Mi sembrava strana quella sua voce mite che parlava di rivoluzione,
era strano vederla arrampicare
come edera, e contorcersi sui muri a cinque stelle e antichi,
ma d’intorno tutto chiamava ad una Bellezza inerme:
l’erba del prato che solleticava i miei piedi, il suo profumo,
che è diverso perché qui sull’alto di queste colline
le radici affondano nel mare
e ovunque pensassero di fuggire gli occhi
ovunque era precipizio e cercare il coraggio di guardare.
E allora ti ho detto, non importa tutto questo, vero?
alla Bellezza si può perdonare di non essere perfetta?

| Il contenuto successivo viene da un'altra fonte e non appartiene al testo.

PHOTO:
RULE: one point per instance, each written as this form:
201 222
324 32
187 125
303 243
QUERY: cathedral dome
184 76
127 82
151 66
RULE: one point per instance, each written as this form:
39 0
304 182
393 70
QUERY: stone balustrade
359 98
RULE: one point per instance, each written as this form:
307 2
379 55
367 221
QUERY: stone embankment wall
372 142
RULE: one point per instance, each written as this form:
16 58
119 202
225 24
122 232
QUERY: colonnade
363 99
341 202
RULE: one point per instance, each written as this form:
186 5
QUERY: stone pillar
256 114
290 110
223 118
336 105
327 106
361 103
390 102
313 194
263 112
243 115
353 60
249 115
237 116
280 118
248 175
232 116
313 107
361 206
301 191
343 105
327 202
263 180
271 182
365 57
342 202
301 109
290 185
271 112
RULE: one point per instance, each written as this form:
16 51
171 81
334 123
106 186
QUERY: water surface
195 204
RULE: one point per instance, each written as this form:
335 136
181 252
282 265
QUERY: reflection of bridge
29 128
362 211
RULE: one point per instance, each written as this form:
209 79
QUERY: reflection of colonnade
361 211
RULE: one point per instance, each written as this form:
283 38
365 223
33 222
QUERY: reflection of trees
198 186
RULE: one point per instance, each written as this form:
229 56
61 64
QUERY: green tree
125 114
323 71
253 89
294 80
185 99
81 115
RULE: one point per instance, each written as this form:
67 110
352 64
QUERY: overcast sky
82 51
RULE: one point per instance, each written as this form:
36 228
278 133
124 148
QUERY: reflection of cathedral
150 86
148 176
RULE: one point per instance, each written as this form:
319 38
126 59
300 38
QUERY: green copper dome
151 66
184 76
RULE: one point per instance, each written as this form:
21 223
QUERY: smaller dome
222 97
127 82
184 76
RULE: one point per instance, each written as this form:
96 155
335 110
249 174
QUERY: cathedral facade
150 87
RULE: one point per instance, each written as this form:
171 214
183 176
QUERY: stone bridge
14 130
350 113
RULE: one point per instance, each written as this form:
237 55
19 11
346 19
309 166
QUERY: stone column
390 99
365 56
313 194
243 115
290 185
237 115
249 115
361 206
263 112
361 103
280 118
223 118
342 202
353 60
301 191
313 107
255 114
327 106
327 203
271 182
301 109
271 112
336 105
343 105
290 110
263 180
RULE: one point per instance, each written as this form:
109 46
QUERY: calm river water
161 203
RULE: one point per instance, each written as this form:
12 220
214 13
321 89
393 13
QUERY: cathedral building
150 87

E non lo so tu cosa mi hai risposto perché la sbavatura ,
mentre intanto cadeva a poco a poco una polvere di buio,
non era solo nel vizio che quel suo racconto
di guerre di lotte armate e dei morti ammazzati
che non hanno trovato mai giustizia
si posasse insieme al buio fra l’upper-class e la dolcezza dei limoni
ma era nello sfregio che la tua assenza lacerava nella sera,
nei brandelli che restavano nell’aria e si facevano pensiero
e il tuo silenzio sbatteva e sbatteva dentro la mia testa
alla Bellezza si può perdonare di non essere perfetta?
alla Bellezza si può perdonare di non essere perfetta?

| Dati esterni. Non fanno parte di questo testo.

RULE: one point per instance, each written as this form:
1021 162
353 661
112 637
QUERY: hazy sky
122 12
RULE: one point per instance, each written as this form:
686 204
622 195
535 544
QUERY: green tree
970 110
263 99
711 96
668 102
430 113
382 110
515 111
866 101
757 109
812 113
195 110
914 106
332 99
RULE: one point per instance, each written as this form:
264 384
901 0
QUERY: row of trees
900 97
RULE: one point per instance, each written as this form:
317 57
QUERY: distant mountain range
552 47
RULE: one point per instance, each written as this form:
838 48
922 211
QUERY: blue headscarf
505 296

Questa estate brucia male.
I metereologi s’inventano strane depressioni
perturbazioni anomale,
l’anticiclone delle Azzorre che staziona altrove
o che sta lottando sull’oceano con el niño.
Io guardo le facce della gente
mentre maledice la vita, il governo ladro
e pure questa estate che la deruba.
Ma mai fidarsi della scienza, né dei numeri binari
e neanche della saggezza dei vecchi quando dicono
passerà anche questa lunga notte.
Io credo che certi respiri trattenuti,
possano decidere il destino delle nubi
io credo che quando l’aria resta ferma nel vuoto delle mie mani
possa ammalare senza rimedio l’anima delle persone
e il solo fatto che io non ti baci
possa mandare a picco l’indice Nikkei in Giappone.
Allora penso che dovrei fare un annuncio in mondovisione
chiedere scusa a tutti per i disagi, rivelare che
è solo perché tu mi manchi se sta andando tutto storto.